Second Generation Computers (1955 to 1964)

       Second generation computers were based on transistors, which were invented by Bell Batteries in 1947. Transistor is a solid state device which is made of semi-metal. This was the function of the transistor which was of the vacuum tube in the first generation computers. But their size is much compared to vacuum tubes. was smaller and they were more reliable and relatively faster in working. Electricity consumption was also very less in these.

       Improvements were also made in the technology of memory at this time. Primary memory based entirely on transistor technology became available in the 1960s. Use of magnetic tapes and disks for secondary memory

       Started which is still prevalent today. With the use of transistors, the size of computers became very small as well as high temperature problem has also reduced to a great extent. Due to this reason, their reliability also increased, due to small size, internal memory, good input was used, cost of computers also included A series, IBM-1600 series, CTC-3600 etc. Some major computers of this generation.

Third Generation Computers (1964 to 1975)

       In this generation of computers, transistors were replaced by Integrated Circuits. These are called I.C. IC is a small rectangular flat piece in which thousands of transistors and other electronic elements are contained. Because of their small flattened shape, they are more popularly known as chips. IC The use of computers further reduced the size, increased speed, increased memory and reduced cost. Along with this, their credibility also increased further. The important computer developed during this period was the IBM-360. LCL-1900, VAX-750 etc.

Fourth Generation Computers (1975 to 1989)

       Very Large Scale Integrated Circuits (VISI) were used in this generation of computers. These circuits contain millions of transistors and other electronic circuits in a quarter of an inch. Hence these circuits came to be called microchips. The first microchip was the Intel 4004, produced by Intel Corporation in 1970. This small chip came to be called a micro processor. A computer with a microprocessor is called a de micro computer.
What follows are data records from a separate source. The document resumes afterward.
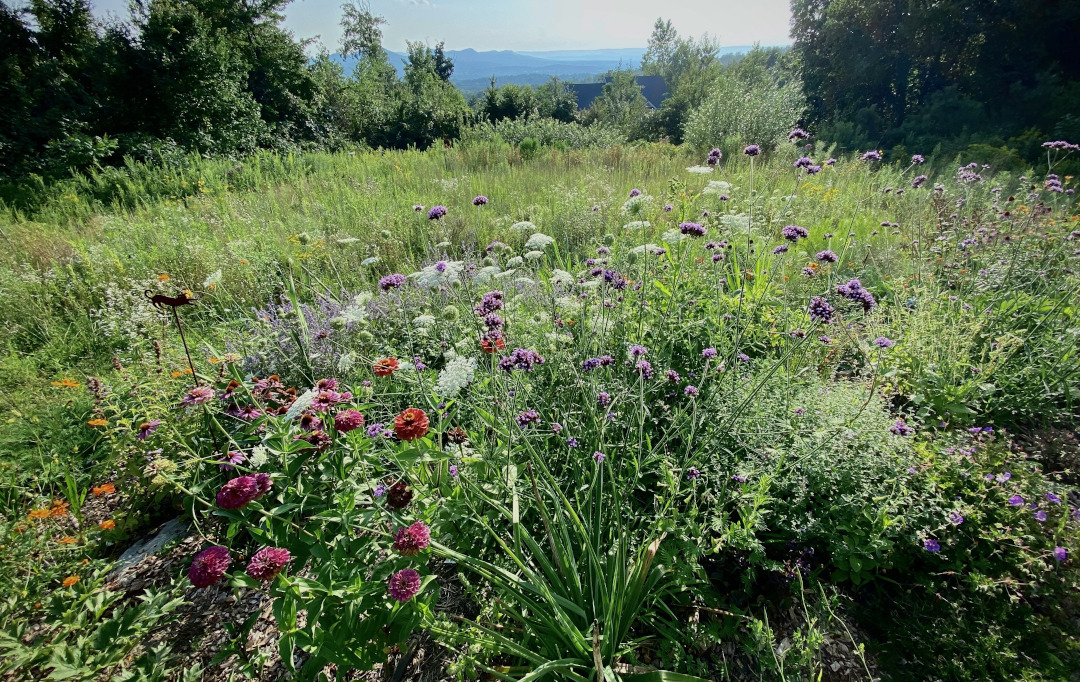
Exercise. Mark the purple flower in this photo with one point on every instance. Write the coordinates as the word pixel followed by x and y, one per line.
pixel 794 232
pixel 692 229
pixel 208 566
pixel 391 281
pixel 527 418
pixel 901 428
pixel 645 369
pixel 820 310
pixel 404 585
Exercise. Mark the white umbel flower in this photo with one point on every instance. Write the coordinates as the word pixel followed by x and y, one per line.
pixel 456 375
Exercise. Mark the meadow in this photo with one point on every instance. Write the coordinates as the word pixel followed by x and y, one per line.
pixel 522 412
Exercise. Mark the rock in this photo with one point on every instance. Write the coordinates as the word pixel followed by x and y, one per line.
pixel 147 547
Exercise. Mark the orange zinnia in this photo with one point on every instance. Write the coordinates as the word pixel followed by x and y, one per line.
pixel 386 366
pixel 410 425
pixel 106 489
       The size of computers of this generation became very small due to the use of micro processors.” As a result, till now the computers which required large rooms were now kept on the table. There has been a tremendous increase in processing capacity, memory and reliability.On the basis of size, computers of this generation are classified into microcomputers (desktop laptops, palmtops), minicomputers, mainframe computers, and supercomputers.
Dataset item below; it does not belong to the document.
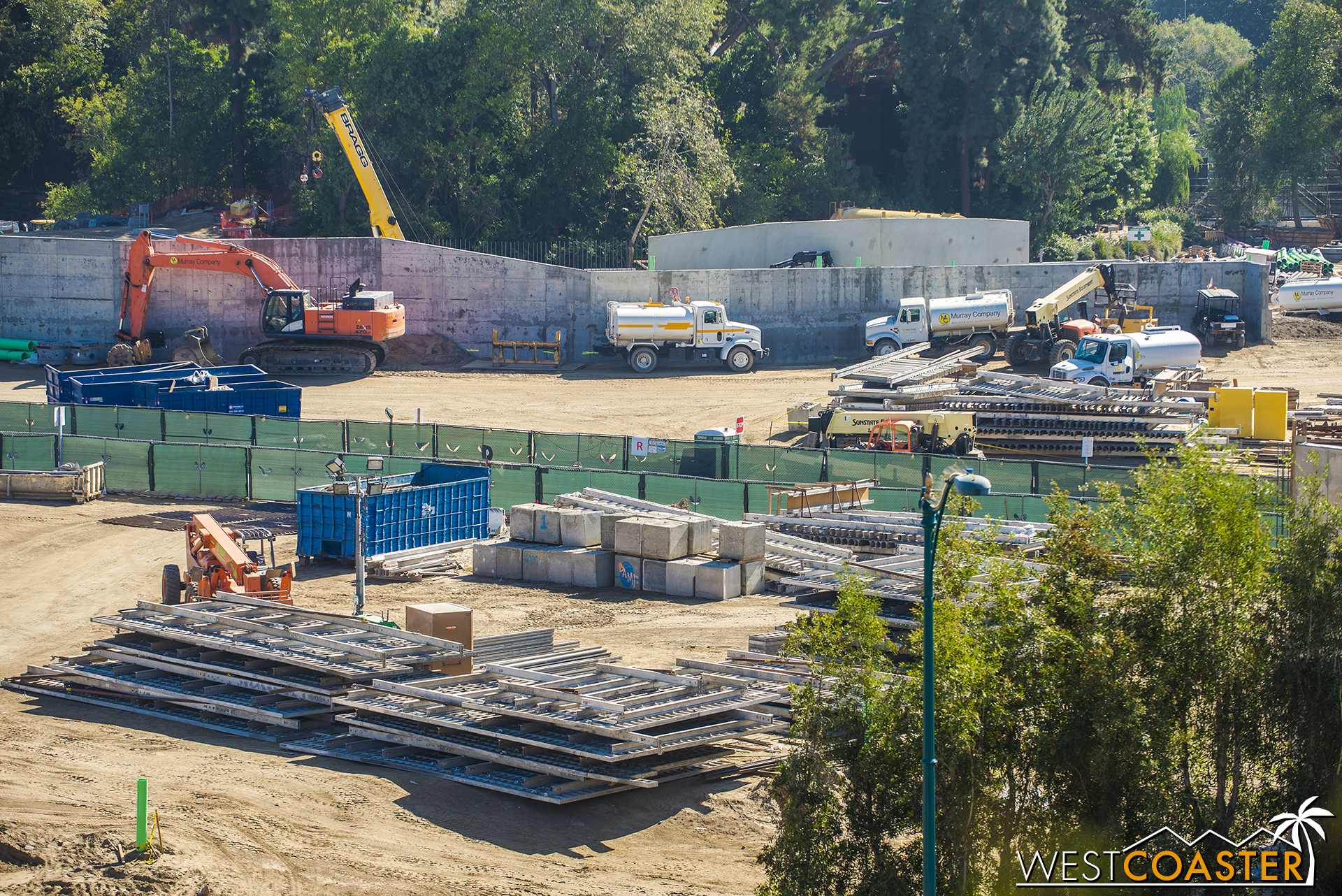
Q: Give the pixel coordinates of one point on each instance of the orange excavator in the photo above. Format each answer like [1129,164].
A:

Fifth Generation Computers (1989 to present)

These computers are still in the development stage. In these, efforts are being made to develop intellectual abilities like reasoning, thinking, decision making etc. These computers will be able to work faster and more reliable than the current computers and also in complex and odd conditions. Programming methods will also become simpler in fifth generation computers. They will also begin to understand human language and behavior and both input and commands will become easier for D. In the coming time, the trend of mobile computers is increasing and will increase further.